Kenhir pareció contrariado.

—Un artesano armado… En el caso de que se produjera un control policial, Paneb correría un gran riesgo.

—¡Pero debe proteger a Clara!

—Las armas que hemos fabricado se quedarán en el recinto de la aldea —decretó el escriba de la Tumba.

Los arqueros tiraban cada vez mejor, y los carros maniobraban con una gran habilidad. El entrenamiento intensivo comenzaba a dar sus frutos y los cuerpos de élite pronto estarían dispuestos para barrer a cualquier adversario.

Méhy entró en su tienda después de una agotadora jornada y consultó la correspondencia que le mandaba el correo militar; entre las misivas, había un informe de su secretario sobre la insólita gestión del escriba de la Tumba.

El general llamó enseguida a su ayudante de campo.

—Tráeme un caballo que sea rápido; voy a la ciudad y estaré de regreso mañana por la mañana.

Méhy galopó hasta el centro de Tebas, donde residía Serketa durante el período de las grandes maniobras. La esposa del general aprovechaba su ausencia para recibir a las grandes damas de la ciudad del dios Amón y hacer elogios de su marido, cuyo valor y competencia eran indispensables, tanto para la provincia como para el país. Esa propaganda subliminal, en pequeñas dosis, reforzaba la excelente reputación que ya tenía el general. Mientras muchos dudaban del porvenir del rey Amenmés, Méhy aparecía como el hombre fuerte que salvaría a Tebas de la fatalidad. Cuando entró en su casa, la mujer del alcalde y sus mejores amigas estaban felicitando a Serketa por su recepción; nadie había desdeñado las exquisitas pastas y pronto volverían a verse con gusto. Todas aquellas damas se sintieron encantadas de ver al general, que les prometió, con su habitual fuerza de convicción, que su seguridad estaba perfectamente garantizada.

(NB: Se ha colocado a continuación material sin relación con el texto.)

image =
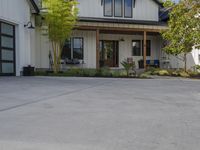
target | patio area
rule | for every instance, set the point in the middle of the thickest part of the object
(99, 114)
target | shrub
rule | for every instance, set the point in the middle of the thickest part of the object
(184, 74)
(40, 73)
(144, 75)
(127, 66)
(105, 72)
(160, 72)
(89, 72)
(180, 73)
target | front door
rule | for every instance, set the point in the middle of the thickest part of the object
(7, 49)
(109, 53)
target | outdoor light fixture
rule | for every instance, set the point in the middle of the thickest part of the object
(29, 25)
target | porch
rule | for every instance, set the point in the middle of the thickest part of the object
(107, 45)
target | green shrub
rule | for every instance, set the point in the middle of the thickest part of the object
(163, 73)
(127, 66)
(89, 72)
(180, 73)
(160, 72)
(105, 72)
(184, 74)
(40, 73)
(73, 72)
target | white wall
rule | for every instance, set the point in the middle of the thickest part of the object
(144, 10)
(17, 12)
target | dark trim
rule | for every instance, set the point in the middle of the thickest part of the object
(139, 45)
(158, 2)
(121, 9)
(10, 49)
(131, 10)
(82, 39)
(111, 9)
(150, 52)
(35, 6)
(122, 21)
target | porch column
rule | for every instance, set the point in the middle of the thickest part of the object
(145, 49)
(97, 49)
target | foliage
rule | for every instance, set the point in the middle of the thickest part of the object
(60, 18)
(127, 66)
(184, 27)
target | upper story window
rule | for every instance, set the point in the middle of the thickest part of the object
(73, 48)
(118, 8)
(108, 8)
(128, 5)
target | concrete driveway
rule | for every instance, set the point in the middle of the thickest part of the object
(40, 113)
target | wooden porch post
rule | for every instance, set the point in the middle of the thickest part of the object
(145, 49)
(97, 49)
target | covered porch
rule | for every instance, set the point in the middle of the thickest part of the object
(117, 42)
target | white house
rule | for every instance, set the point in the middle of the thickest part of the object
(108, 31)
(15, 37)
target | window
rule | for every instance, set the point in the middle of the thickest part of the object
(78, 48)
(136, 48)
(118, 8)
(128, 4)
(73, 49)
(148, 48)
(66, 52)
(7, 49)
(108, 5)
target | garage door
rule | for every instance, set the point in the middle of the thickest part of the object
(7, 49)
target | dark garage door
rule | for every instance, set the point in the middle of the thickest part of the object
(7, 49)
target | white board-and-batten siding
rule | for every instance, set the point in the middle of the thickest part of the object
(18, 13)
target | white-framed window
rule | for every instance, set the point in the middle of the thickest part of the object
(73, 48)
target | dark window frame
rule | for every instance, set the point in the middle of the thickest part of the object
(9, 49)
(111, 9)
(82, 49)
(148, 48)
(139, 45)
(121, 9)
(71, 43)
(131, 10)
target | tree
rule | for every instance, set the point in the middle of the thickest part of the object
(184, 27)
(60, 17)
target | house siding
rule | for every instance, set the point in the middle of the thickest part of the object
(17, 13)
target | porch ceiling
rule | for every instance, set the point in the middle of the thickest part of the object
(103, 27)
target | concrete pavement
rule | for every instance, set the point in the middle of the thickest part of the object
(44, 113)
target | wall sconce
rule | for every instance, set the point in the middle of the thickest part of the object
(29, 25)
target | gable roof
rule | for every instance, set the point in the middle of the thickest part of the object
(35, 6)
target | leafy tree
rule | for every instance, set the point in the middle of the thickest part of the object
(184, 27)
(60, 17)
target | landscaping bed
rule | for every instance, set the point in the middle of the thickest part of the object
(77, 72)
(171, 72)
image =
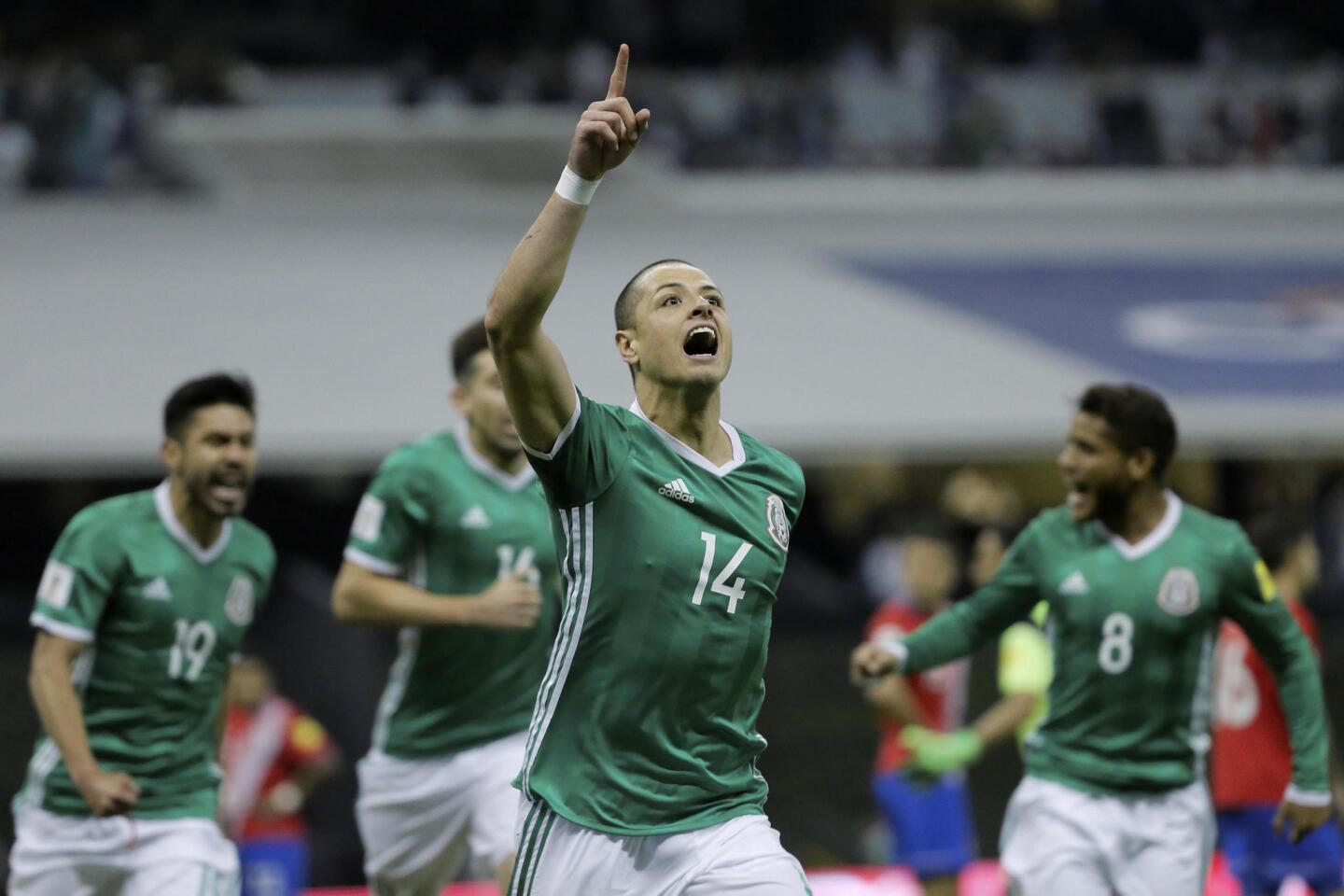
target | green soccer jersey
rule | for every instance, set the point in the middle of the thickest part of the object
(161, 618)
(645, 721)
(1132, 630)
(441, 516)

Terminadas las mundanerías, Méhy arrastró a su esposa hasta los aposentos privados.

—Se han quedado sin miel en el Lugar de Verdad —le comunicó.

—¿Tan importante es eso?

—Eso significa que la mujer sabia tendrá dificultades para cuidar a los enfermos. Como ordené que interrumpieran las entregas del precioso producto, el escriba de la Tumba ha presentado una reclamación. La administración se verá obligada a satisfacerle, pero muy a largo plazo. Por ello, los artesanos intentarán obtener miel por cualquier medio. Aquéllos a quienes el maestro de obras confíe esa tarea se verán obligados a salir de la aldea y se pondrán, así, en peligro.

—La mujer sabia es la que debe comprobar la calidad de la miel. A mi entender, ella participará en la expedición; tengo un plan, querido… Unos bandidos podrían sorprenderla y matarla. Sin la mujer sabia, la cofradía se vería considerablemente debilitada y perdería su protección mágica. En el interior de la aldea es imposible alcanzarla, pero si sale de ella…

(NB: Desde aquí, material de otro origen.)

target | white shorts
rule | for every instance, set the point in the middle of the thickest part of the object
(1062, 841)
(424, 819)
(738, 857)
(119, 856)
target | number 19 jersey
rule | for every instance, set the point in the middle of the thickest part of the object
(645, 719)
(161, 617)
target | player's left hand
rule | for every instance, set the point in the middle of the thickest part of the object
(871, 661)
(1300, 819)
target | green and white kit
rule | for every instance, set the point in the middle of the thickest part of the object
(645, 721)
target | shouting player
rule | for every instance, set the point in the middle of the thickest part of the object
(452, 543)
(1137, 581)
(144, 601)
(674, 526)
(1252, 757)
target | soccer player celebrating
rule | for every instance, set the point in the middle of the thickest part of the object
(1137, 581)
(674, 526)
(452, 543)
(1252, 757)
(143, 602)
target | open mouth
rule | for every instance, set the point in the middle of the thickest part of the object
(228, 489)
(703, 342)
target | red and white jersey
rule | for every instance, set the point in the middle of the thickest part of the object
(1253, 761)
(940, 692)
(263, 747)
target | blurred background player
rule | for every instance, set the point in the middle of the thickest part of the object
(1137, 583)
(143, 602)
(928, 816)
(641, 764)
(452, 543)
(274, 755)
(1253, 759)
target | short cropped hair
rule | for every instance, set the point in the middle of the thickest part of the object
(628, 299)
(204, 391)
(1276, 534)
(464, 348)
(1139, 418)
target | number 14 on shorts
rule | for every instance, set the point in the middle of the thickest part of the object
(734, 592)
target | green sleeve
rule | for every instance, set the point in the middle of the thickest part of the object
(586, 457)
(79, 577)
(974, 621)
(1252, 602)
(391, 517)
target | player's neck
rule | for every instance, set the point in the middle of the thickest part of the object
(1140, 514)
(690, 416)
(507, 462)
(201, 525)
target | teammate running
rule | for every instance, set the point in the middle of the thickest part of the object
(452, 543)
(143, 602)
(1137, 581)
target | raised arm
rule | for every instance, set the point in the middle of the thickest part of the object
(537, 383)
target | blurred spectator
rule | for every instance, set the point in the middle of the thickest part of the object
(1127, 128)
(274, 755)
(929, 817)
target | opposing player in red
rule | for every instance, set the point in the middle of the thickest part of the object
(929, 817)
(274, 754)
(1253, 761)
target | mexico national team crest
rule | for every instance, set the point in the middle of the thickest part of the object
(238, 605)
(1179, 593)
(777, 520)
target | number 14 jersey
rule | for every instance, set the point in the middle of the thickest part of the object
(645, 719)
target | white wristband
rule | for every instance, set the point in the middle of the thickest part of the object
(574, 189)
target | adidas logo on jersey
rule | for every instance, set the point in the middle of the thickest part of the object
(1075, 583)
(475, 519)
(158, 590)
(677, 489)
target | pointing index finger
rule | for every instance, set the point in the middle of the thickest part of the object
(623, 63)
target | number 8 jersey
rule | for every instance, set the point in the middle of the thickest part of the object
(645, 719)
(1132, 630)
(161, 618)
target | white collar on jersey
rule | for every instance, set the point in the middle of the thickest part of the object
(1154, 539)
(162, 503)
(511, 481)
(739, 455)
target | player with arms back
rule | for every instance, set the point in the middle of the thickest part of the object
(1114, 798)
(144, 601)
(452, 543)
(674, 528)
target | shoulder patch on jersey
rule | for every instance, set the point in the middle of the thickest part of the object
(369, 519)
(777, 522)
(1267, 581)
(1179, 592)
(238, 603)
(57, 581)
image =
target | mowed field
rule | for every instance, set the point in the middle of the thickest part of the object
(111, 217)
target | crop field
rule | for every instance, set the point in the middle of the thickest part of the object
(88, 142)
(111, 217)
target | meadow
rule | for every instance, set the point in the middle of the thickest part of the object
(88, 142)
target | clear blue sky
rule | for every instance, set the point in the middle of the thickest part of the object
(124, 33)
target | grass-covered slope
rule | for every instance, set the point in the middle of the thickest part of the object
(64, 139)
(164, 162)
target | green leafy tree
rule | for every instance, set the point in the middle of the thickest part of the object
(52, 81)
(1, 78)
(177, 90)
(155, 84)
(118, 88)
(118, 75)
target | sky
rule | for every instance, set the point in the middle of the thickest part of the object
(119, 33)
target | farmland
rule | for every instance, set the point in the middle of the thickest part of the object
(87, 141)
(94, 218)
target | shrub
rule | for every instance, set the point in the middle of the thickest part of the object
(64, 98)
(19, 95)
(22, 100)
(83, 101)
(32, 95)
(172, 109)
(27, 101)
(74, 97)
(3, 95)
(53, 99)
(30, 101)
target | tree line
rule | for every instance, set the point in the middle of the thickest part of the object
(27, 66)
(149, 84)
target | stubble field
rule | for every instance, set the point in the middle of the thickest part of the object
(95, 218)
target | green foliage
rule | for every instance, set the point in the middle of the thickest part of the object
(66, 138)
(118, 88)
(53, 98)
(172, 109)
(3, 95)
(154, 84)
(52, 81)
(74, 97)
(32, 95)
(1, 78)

El general besó a su mujer, entusiasmado.

—Me encanta tu perspicacia, palomita mía; pero no puedo utilizar a mis soldados para una misión de este tipo.

—Entonces me necesitas para encontrar sicarios que no tengan ningún vínculo con nosotros…

—Nuestro viejo amigo Tran-bel nos será de gran ayuda. Probablemente tendrás que forzarlo un poco para que colabore sin segundas intenciones, pero confío en que podrás hacerlo.